La maison d’édition Des femmes est née du MLF, que j’ai toujours envisagé comme un mouvement de civilisation, social et culturel, politique et symbolique. Je voulais tracer des voies positives, donner lieu au non lieu, à l’éveil, à la naissance, au développement de la culture des femmes. Il nous a fallu ouvrir des territoires de parole et de pensée, où mener l’investigation et la création.
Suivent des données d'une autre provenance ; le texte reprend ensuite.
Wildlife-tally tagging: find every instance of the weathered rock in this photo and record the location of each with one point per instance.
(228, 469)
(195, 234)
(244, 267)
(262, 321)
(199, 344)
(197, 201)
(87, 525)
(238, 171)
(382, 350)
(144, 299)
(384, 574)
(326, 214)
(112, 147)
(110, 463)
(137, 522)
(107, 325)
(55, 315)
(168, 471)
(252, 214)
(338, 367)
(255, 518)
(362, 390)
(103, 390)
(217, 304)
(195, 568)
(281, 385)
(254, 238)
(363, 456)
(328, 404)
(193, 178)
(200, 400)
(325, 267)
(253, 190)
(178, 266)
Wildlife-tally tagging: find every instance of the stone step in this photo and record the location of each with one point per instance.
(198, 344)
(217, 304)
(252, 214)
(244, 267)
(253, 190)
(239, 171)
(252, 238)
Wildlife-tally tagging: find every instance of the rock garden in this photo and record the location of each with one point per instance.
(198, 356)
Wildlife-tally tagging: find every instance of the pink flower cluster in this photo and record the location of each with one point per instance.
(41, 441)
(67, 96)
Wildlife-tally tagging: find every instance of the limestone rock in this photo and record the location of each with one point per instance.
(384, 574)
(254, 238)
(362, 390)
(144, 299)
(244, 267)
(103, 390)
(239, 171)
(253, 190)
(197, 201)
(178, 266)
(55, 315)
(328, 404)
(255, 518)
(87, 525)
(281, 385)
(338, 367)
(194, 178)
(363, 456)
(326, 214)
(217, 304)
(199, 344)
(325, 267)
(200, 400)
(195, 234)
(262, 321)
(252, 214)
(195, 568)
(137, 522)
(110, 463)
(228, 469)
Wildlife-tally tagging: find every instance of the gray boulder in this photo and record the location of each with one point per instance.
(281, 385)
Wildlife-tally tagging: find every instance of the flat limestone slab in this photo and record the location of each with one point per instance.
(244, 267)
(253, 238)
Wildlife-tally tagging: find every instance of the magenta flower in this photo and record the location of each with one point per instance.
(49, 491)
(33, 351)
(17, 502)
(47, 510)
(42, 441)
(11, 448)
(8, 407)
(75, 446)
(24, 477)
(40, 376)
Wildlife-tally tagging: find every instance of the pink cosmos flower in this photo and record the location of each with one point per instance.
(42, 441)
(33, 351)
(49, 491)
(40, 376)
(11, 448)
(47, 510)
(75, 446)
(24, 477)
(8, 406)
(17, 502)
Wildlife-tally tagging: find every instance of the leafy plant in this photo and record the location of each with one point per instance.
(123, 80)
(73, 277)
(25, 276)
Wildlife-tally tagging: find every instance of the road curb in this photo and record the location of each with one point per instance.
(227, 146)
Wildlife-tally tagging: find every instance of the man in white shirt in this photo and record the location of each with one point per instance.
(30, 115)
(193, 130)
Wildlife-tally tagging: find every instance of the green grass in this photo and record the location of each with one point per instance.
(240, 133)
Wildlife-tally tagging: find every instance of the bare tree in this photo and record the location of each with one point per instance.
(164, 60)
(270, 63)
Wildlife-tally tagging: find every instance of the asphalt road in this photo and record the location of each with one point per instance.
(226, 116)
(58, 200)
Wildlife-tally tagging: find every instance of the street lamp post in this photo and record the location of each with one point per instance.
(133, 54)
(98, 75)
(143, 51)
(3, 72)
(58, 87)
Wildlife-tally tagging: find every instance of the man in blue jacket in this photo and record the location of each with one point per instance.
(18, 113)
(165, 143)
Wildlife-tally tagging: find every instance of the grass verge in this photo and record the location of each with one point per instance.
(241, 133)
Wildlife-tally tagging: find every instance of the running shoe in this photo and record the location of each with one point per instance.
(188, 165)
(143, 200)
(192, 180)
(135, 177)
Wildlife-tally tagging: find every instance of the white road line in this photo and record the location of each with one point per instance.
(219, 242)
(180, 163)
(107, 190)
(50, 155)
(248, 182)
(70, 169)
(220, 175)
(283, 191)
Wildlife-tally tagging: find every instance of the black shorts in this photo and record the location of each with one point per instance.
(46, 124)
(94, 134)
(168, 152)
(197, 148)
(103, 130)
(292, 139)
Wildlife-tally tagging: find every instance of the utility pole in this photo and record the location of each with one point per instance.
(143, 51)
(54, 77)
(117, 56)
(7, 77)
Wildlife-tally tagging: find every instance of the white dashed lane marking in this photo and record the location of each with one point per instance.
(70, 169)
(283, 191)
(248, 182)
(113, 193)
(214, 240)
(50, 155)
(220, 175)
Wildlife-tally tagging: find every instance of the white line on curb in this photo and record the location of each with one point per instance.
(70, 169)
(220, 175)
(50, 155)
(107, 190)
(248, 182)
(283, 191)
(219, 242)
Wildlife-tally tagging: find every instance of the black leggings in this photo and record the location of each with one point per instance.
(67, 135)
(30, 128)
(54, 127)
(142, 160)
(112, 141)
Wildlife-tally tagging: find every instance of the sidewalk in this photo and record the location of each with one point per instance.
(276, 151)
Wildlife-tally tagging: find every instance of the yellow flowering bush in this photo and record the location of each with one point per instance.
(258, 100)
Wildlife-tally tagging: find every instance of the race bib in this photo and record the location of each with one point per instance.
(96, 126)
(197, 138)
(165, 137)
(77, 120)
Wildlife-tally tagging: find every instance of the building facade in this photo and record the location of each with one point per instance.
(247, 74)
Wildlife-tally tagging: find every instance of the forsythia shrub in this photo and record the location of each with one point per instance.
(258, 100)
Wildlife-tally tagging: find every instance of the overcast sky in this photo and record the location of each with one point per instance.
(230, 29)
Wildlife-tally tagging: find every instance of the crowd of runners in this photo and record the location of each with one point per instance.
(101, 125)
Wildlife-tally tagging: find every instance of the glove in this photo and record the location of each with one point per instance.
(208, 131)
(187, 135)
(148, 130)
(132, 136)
Ces lieux, j’ai tenu à les démarquer du féminisme par le choix de l’intitulé pluriel et partitif : il s’agissait de faire advenir des femmes pour subvertir un ordre symbolique monophallique, pour passer d’une civilisation du Un à une civilisation du deux, d’une économie phallique à une société hétérosexuée et génitale.
Les éditions Des femmes sont nées d’une triple admiration pour des « phares », pour des « maisons de lumière », au sens où l’employait Virginia Woolf : José Corti qui a édité les surréalistes, Maspero les révolutionnaires, et les éditions de Minuit les écrivains du Nouveau Roman.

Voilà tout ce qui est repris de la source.